À quelques jours de l’ouverture du Salon de l’agriculture, il a préparé le terrain pour la visite d’Emmanuel Macron, et présenté, ce 21 février 2024, un point d’étape sur l’avancée de la mise en œuvre des mesures du gouvernement pour faire face à la crise agricole.

62 engagements et « 100 % de chantiers ouverts »

Sur « 62 engagements » qui ont été pris, « 100 % des chantiers ont été ouverts » et « nous avons abouti ou nous sommes sur le point de le faire pour 8 engagements sur 10 », martèle le Premier ministre. La méthode est cadrée, 8 engagements sur 10 sont pris, cela veut dire que les mesures annoncées sont soit « faites », soit « avancées », c’est-à-dire « quasi faites, mais il faut attendre que le texte soit publié pour des raisons juridiques », ce sont les textes qui sont en consultation notamment. Les autres sont « engagées », c’est-à-dire que le travail avec « les administrations, les représentants agricoles » a commencé mais prend un peu plus de temps.

La loi d’orientation sur les rails

Le projet de loi d’orientation agricole sera déposé à la fin de la semaine au Conseil d'Etat avant une présentation en conseil des ministres prévue le 20 mars 2024. Le calendier visé est un adoption du texte en juin prochain, précise le ministre de l’Agriculture, Marc Fesneau.

Le texte « reconnaît noir sur blanc dans la loi notre objectif de souveraineté agricole et alimentaire et place l’agriculture au rang des intérêts fondamentaux de la nation au même titre que notre sécurité ou notre défense nationale », se félicite Gabriel Attal. « Le cap n’a pas changé », « la France doit être souveraine », martèle le Premier ministre, qui a annoncé qu’un « plan spécifique pour la souveraineté de l’élevage » sera présenté au Salon de l’agriculture et concernera toutes les filières, « bovine, ovine, caprine, porcine, volaille, et apicole ».

Gabriel Attal, premier ministre lors d'un point presse à Matinon le 21 février 2024 (© Alexis Marcotte / GFA)
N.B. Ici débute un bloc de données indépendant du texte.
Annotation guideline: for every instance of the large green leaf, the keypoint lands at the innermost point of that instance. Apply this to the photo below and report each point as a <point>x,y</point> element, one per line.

Une nouveauté, le texte inscrira, pour favoriser l'installation d'agriculteurs, le principe du droit à l’essai dans la loi, annonce Marc Fesneau. Par leur nature budgétaire, les mesures fiscales annoncées pour accompagner le renouvellement des générations (rehaussement des seuils d’exonérations lorsqu’il y a transmission pour une installation, et un éventuel crédit d’impôt) seront, quant à elles, inscrites dans le projet de loi de finances pour 2025.
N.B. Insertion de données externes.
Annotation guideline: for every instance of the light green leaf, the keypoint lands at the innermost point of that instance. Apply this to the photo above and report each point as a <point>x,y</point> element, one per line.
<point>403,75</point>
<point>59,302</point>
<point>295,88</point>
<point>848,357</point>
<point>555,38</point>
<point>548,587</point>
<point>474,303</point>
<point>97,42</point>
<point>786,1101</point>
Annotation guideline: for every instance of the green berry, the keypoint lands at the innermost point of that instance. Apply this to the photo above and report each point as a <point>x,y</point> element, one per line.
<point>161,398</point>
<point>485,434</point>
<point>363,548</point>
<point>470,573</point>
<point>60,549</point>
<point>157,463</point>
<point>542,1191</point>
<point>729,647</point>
Le chantier retraite en construction jusqu’à l’automne

Sur la réforme du mode de calcul des retraites, Gabriel Attal indique que l’objectif est que le nouveau mécanisme de calcul soit mis en œuvre dans « les textes financiers de l’automne ». « Le travail continue avec un objectif : construire un système qui ne pénalise pas certains agriculteurs au profit d’autres évidemment, que ce soit un progrès pour les plus fragiles à travers ce nouveau mode de calcul », assure-t-il.

Nouvelle loi Egalim

Sur les négociations commerciales, le Premier ministre annonce que sur le fondement de la mission parlementaire qui a été lancée et « confiée aux députés Alexis Isard et Anne-Laure Babeau » un nouveau projet de loi pour renforcer Egalim sera présenté avec trois enjeux : la construction du prix en marche avant, et en partant d’abord du contrat entre l’agriculteur et son premier acheteur, le renforcement de la place des indicateurs de coût de production qui doivent « être plus centraux dans la construction du prix » et les centrales d’achat européennes.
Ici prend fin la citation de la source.